April 13th, 2009 12:25 PM by Lehel Szucs
Monday's bond market has opened in positive territory following early stock losses that are in part due to concern about a possible bankruptcy filing by GM. The Dow is currently down 85 points while the Nasdaq has lost 15 points. The bond market is currently up 18/32, which will likely improve this morning's mortgage by approximately .125 of a discount point.
This week brings us the release of seven relevant economic reports for the bond market to digest. We are also heading into corporate earnings season, which could lead to fluctuations in the stock markets. If earnings come in lighter than estimates, the stock markets may fall, leading to an influx of funds into bonds. But, if earnings and forecasts are strong, the major stock indexes may rally, pulling funds from bonds and leading to higher mortgage rates.
There is no relevant economic news scheduled for release today. The first important report comes early tomorrow morning when the Commerce Department will release March's Retail Sales data. This piece of data gives us a measurement of consumer spending, which is very important because consumer spending makes up two-thirds of the U.S. economy. Current forecasts call for a 0.3% increase in sales last month. If we see a larger increase in spending, the bond market will probably fall and mortgage rates will rise. However, a weaker than expected reading could push bond prices higher and mortgage rates lower tomorrow.
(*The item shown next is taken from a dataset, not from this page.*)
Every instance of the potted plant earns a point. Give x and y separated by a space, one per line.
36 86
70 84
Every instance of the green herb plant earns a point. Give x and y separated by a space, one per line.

The Labor Department will post March's Producer Price Index (PPI) early tomorrow morning also, giving us an important measurement of inflationary pressures at the producer level of the economy. There are two portions of the report that analysts watch- the overall reading and the core data reading. The core data is more important to market participants because it excludes more volatile food and energy prices. If it shows rapidly rising prices, inflation fears may hurt bond prices, leading to higher mortgage rates tomorrow morning. However, a small increase, or better yet a decline in prices, would be good news for the bond market and mortgage rates. Current forecasts are calling for no change in the overall reading and a 0.1% rise in the core data.
Overall, look for the most movement in rates the middle part of the week. The Retail Sales, PPI and CPI reports are the biggest names on the agenda. Any of the three can cause significant movement in the markets and mortgage rates. It appears that we have a very active week ahead of us so please proceed cautiously if still floating an interest rate.
If I were considering financing/refinancing a home, I would.... Lock if my closing was taking place within 7 days... Float if my closing was taking place between 8 and 20 days... Float if my closing was taking place between 21 and 60 days... Float if my closing was taking place over 60 days from now... This is only my opinion of what I would do if I were financing a home. It is only an opinion and cannot be guaranteed to be in the best interest of all/any other borrowers.